Algo crece bajo tu pantalón. No lo reprimas, es normal que el unicornio se alegre cuando lo saludan las lunas gemelas. Son idénticas a las de Silvia, pero ella trae un mallón oscuro, no anda de minifalda. Quién sabe qué cosa les pongan en la papilla a las mujeres en esta región, que desarrollan altura y piernas dignas de fantasía porno. Debe ser una de las primas ésta que sigue roncando. Su trasero y los ositos blancos son una invitación a la aventura, es como estar ante el umbral del Infierno; sería malo cruzarlo, pero por algo es que uno llegó hasta allá. Si la prima vino a dormir, es porque está fulminada. Sus propios ronquidos de rinoceronte no la alteran. Está tan borracha que no notaría, digamos, un par de frotaciones, sólo para comprobar la firmeza que la vista sugiere… Ya estás borracho o qué, imagina si Silvia se entera, si la prima reacciona y hace un escándalo… Nunca has tenido un affaire, ni siquiera con las alumnas que te dicen que un cero se convierte en diez tan sólo con un palito; has sido firme, hombre fiel, marido ejemplar… Pero ahora nadie se enteraría, no habría consecuencias. Todos vieron que tú entraste a dormir primero, si la prima quiso venir a acostarse junto a ti, no es culpa tuya. Además, ella está noqueada, no hay testigos. Si abre los ojos, saltas a la otra cama como superhéroe, creerá que fue un sueño húmedo o un milagro de navidad… Lo primero que debes hacer es apagar el teléfono. Deja todo oscuro y, despacio, acuéstate a su lado, a la altura adecuada para tocar sin esfuerzo. Justo ahí.
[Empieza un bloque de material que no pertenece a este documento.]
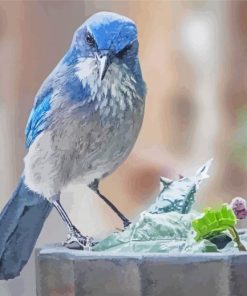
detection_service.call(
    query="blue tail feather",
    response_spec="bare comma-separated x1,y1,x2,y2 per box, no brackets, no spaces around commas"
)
0,177,52,280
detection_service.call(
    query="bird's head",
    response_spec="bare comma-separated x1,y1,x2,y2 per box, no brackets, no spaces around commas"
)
68,12,138,80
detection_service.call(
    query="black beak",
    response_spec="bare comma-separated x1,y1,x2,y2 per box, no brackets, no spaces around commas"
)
97,52,112,80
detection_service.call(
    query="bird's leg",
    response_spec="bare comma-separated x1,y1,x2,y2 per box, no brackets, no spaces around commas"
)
89,179,131,228
52,199,93,249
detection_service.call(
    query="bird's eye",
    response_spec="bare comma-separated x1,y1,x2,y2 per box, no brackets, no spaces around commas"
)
117,44,132,58
86,33,96,46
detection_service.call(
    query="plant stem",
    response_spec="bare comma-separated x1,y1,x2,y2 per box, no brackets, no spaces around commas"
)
229,227,247,251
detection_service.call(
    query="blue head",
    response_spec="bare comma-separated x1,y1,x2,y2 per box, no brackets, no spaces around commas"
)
65,12,138,80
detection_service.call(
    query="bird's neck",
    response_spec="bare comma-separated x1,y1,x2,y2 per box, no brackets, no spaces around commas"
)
75,58,144,117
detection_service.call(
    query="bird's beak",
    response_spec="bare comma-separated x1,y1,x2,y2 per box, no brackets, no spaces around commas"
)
97,53,111,80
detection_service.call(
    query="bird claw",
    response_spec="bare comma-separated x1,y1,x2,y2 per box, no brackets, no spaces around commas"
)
63,227,96,251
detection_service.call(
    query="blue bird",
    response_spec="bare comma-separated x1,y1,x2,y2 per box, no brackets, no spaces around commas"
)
0,12,146,279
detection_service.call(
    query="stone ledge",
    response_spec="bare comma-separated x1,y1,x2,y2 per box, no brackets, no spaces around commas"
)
36,245,247,296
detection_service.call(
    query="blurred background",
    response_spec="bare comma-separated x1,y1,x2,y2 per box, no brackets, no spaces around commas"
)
0,0,247,296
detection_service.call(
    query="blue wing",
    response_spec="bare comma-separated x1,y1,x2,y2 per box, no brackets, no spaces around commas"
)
25,87,53,148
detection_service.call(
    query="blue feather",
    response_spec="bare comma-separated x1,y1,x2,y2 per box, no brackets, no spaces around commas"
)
0,177,52,280
25,88,53,148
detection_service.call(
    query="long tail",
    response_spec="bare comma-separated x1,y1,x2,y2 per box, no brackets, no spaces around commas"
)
0,177,52,280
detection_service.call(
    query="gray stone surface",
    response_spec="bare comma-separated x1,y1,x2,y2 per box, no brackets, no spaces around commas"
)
36,246,247,296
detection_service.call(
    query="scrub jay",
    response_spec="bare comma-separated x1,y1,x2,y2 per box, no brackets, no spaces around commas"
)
0,12,146,279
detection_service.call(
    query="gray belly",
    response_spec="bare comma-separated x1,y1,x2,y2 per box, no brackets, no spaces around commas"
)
25,102,143,198
70,110,143,184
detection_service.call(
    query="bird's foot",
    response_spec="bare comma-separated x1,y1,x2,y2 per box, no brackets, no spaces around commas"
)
63,226,96,251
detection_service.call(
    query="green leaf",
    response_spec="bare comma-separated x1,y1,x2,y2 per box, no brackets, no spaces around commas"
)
192,204,236,241
93,161,213,253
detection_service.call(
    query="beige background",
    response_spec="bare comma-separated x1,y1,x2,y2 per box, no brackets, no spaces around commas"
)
0,1,247,296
Salté al toque de la campana. Era tiempo del receso entre las dos horas de clase. Los alumnos pararon de escribir en sus libros y pidieron permiso de salir a estirar las piernas. Yo deseé estirarle las piernas a Belén. La chica se acercó a mi escritorio. ¡Qué sorpresa! Quiso saludarme de beso, pero lo impedí, alegando que era impropio del lugar de trabajo. Dijo que su familia acababa de cambiarse a la ciudad, que qué coincidencia, qué chiquito es el mundo, que qué bueno que yo era su nuevo maestro, que daba por descontado el diez, que le daba gusto que nos fuéramos a ver seguido y me pidió que la esperara a la salida para acompañarla a su casa, no fuera a ser que en esas calles de Dios la siguiera un viejo cochino y le metiera mano.

Roza la piel de sus muslos. Suavemente, lame con los dedos. Siente el terciopelo de esa flor suculenta. El colchón tiembla… no es ella, eres tú. Tu corazón es un bongo. Relájate, no la despiertes. Apoya toda la palma. Sube hasta donde se acolchona la carne, a la colina donde los ositos navideños juegan al tobogán. El resorte que separa el algodón de la piel está tenso, muerde. Pasa la mano por debajo de él, entra al parque de diversiones y surca junto con los ositos la nieve de ese cerro liso hasta llegar a la quebrada que separa las prominencias gemelas.

Aprieta. Deja que uno de tus dedos explore la depresión hasta sentir que la piel se entibia y arremolina; reposa allí y juguetea. No cedas a la tentación de invadir el manantial. Aún deseas rodear el paisaje y disfrutar las estribaciones de las latitudes opuestas. Sosiégate, goza el remanso unos segundos. Inhala profundo y aspira el aroma de esta naturaleza salvaje.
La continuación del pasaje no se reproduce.